The attacker then repeatedly tried to log in to the contractor’s Uber account. Each time, the contractor received a two-factor login approval request, which initially blocked access. Eventually, however, the contractor accepted one, and the attacker successfully logged in.

From there, the attacker accessed several other employee accounts which ultimately gave the attacker elevated permissions to a number of tools, including G-Suite and Slack. The attacker then posted a message to a company-wide Slack channel, which many of you saw, and reconfigured Uber’s OpenDNS to display a graphic image to employees on some internal sites.

An Uber spokesperson said in a statement: “Our existing security monitoring processes allowed our teams to quickly identify the issue and move to respond.
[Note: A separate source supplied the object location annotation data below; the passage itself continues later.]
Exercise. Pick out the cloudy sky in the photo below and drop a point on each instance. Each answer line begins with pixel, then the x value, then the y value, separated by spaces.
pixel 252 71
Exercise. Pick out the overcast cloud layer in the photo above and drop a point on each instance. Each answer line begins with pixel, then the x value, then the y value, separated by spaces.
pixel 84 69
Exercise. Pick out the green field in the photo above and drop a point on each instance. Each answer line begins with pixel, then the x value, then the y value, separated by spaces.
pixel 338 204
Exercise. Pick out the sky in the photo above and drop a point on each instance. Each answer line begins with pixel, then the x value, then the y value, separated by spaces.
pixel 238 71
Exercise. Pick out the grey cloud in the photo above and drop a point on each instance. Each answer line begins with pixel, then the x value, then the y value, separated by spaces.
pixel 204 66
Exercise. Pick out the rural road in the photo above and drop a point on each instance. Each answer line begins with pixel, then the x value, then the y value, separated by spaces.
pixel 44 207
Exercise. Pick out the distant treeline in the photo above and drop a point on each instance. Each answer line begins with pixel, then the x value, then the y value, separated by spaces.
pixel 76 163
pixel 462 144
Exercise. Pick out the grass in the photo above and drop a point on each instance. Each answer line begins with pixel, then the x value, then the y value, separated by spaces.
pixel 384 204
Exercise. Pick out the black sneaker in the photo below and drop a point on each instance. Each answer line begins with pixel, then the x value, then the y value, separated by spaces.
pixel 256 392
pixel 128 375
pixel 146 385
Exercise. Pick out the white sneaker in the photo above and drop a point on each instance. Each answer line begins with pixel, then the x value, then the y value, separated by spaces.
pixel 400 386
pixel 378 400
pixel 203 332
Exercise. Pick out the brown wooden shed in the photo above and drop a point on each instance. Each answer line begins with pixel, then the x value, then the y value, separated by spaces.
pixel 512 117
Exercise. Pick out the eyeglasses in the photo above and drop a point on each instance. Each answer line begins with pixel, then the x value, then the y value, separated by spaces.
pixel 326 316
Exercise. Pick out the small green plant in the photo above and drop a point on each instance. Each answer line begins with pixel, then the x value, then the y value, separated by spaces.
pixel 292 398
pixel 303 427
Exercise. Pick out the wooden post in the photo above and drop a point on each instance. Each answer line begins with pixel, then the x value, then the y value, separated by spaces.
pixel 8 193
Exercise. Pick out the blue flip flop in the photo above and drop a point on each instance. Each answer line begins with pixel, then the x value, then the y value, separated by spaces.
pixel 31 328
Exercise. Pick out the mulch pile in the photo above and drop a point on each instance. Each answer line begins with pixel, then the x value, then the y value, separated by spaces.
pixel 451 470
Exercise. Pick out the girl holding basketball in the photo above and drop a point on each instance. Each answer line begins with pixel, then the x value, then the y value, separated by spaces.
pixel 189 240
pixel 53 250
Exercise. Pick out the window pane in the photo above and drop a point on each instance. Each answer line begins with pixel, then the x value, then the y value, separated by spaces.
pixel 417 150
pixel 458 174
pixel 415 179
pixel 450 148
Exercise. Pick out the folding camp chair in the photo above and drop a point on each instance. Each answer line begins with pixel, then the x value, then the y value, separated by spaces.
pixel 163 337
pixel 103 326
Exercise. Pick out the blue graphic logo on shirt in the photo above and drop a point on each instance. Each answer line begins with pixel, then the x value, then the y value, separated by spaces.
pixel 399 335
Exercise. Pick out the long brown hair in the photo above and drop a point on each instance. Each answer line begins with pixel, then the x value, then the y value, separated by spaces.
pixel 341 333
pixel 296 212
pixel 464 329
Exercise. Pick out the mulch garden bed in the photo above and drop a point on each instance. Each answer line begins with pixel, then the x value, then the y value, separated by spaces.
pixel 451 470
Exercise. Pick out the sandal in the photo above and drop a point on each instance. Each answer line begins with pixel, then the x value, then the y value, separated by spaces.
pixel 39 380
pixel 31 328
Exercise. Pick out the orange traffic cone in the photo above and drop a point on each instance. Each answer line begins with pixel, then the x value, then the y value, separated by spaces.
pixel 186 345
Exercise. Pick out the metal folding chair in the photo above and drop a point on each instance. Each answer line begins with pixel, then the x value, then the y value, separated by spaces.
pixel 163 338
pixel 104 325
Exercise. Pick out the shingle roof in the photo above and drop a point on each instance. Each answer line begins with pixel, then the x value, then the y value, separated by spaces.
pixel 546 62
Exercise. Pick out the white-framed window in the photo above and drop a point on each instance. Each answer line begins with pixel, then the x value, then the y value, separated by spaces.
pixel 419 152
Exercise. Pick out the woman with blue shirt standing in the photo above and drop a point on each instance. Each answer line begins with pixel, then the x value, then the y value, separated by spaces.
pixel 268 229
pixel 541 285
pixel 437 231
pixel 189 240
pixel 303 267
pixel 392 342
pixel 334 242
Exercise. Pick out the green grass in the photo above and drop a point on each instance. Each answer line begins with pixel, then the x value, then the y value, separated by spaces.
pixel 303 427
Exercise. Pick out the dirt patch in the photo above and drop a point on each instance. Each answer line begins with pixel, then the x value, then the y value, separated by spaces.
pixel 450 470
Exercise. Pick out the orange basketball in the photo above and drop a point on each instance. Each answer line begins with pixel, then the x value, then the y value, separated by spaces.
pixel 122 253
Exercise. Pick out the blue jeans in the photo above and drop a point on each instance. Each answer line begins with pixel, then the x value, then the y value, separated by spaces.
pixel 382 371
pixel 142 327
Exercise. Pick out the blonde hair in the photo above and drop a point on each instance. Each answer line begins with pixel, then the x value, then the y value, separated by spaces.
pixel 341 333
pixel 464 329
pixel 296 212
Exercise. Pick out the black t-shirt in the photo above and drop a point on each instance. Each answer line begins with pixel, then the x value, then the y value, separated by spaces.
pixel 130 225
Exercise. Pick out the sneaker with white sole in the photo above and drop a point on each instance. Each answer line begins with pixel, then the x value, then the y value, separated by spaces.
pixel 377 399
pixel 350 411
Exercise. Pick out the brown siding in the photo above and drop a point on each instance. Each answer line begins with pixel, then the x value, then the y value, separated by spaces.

Our top priorities were to make sure the attacker no longer had access to our systems; to ensure user data was secure and that Uber services were not affected; and then to investigate the scope and impact of the incident.”


The statement continued: “The attacker accessed several internal systems, and our investigation has focused on determining whether there was any material impact. While the investigation is still ongoing, we do have some details of our current findings that we can share.


“First and foremost, we’ve not seen that the attacker accessed the production (i.e. public-facing) systems that power our apps; any user accounts; or the databases we use to store sensitive user information, like credit card numbers, user bank account info, or trip history. We also encrypt credit card information and personal health data, offering a further layer of protection.

“We reviewed our codebase and have not found that the attacker made any changes. We also have not found that the attacker accessed any customer or user data stored by our cloud providers (e.g. AWS S3). It does appear that the attacker downloaded some internal Slack messages, as well as accessed or downloaded information from an internal tool our finance team uses to manage some invoices. We are currently analyzing those downloads.


“The attacker was able to access our dashboard at HackerOne, where security researchers report bugs and vulnerabilities. However, any bug reports the attacker was able to access have been remediated.


“Throughout, we were able to keep all of our public-facing Uber, Uber Eats, and Uber Freight services operational and running smoothly. Because we took down some internal tools, customer support operations were minimally impacted and are now back to normal.”